Ano IBS (Estadual/Municipal) CBS (Federal) Ações Críticas
2026 0,1% (teste) 0,9% (teste) • Mapear créditos de PIS/Cofins para compensação
• Adequar ERPs para emissão de notas com IBS/CBS
2027 0% (ainda em teste) 99,9% da alíquota final • Extinção de PIS/Cofins (PLP 68/24)
• Início do Imposto Seletivo (IS) sobre cigarros, bebidas e veículos
2029-2032 Aumento gradual (10% → 40%) Alíquota plena • Redução proporcional de ICMS/ISS
• Revisão de contratos com fornecedores para evitar cascata tributária
2033 100% (extinção de ICMS/ISS) 100% • Vigência integral do IVA Dual
• Revisão do gatilho de alíquota (máximo de 26,5%)

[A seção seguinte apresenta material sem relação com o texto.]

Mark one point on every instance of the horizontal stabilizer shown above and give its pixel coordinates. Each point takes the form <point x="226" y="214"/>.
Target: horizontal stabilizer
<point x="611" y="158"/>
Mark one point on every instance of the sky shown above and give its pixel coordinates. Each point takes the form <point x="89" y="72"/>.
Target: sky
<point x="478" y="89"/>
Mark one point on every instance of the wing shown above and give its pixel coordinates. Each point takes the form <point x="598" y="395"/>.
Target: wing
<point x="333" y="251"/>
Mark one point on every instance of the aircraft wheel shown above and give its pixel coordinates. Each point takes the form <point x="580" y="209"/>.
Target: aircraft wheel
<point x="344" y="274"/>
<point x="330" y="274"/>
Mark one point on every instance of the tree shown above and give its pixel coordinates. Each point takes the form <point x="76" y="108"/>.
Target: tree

Setores mais afetados: Serviços e varejo na mira

Empresas de serviços (ex: saúde, educação, tecnologia) e varejo enfrentarão desafios específicos:

  • Serviços:
    • Fim da isenção do ISS para serviços digitais (ex: SaaS, streaming).
    • Alíquota padrão de 28% (IBS + CBS) para serviços não essenciais, com impacto direto na precificação.
    • Exceções: Saúde e educação terão alíquotas reduzidas (PLP 68/24, art. 15).
  • Varejo:
    • Cesta básica nacional com alíquota zero (ex: arroz, feijão, leite), mas produtos como salmão e atum terão tributação plena.
    • Redução de 60% para óleos vegetais e pães de forma, exigindo revisão de margens.
    • Risco de guerra fiscal: IBS será cobrado no destino, pressionando logística de empresas com múltiplas filiais.

Imposto Seletivo (IS): Novos custos para indústrias e importadores

O Imposto Seletivo (IS), apelidado de "imposto do pecado", incidirá sobre:

  • Bebidas alcoólicas e açucaradas (alíquota a ser definida em regulamentação).
  • Veículos, embarcações e aeronaves (exceto para uso agrícola ou transporte público).
  • Extração de minérios (ex: petróleo, gás natural).
  • Cigarros e derivados do tabaco (alíquota adicional de 10% sobre o IBS/CBS).
Impacto: Indústrias desses setores devem incluir o IS no custo de produção a partir de 2027, com possível repasse ao consumidor final.

Checklist de compliance para 2026

Para evitar surpresas, CFOs e contadores devem:

  1. Revisar contratos: Cláusulas de repasses tributários em contratos de longo prazo (ex: locações, fornecimento).
  2. Atualizar sistemas: ERPs devem ser compatíveis com o layout da NF-e 4.0 (já em vigor) e com o novo código de tributação do IVA Dual.
  3. Treinar equipes: Capacitar times de fiscal e TI para lidar com créditos acumulados e apuração do IBS/CBS.
  4. Simular cenários: Usar as alíquotas-teste para projetar o impacto no EBITDA e no capital de giro.
  5. Monitorar benefícios: Acompanhar a regulamentação de alíquotas reduzidas para setores como saúde e educação (PLP 68/24).

O que fazer agora: Próximos passos

Com a LC 207/23 já em vigor, as empresas têm menos de 6 meses para se preparar. Recomendações:

  • Contratar auditoria tributária para mapear riscos de créditos não aproveitados.
  • Participar de webinars técnicos com a Receita Federal e entidades como o IBPT.
  • Iniciar testes piloto com as alíquotas de 2026 para validar sistemas.
  • Revisar políticas de preços para setores com alíquotas reduzidas (ex: cesta básica).

Fontes: PLP 68/24, LC 207/23, Receita Federal, IBPT. Dados de custos baseados em pesquisas da Deloitte e PwC (2025).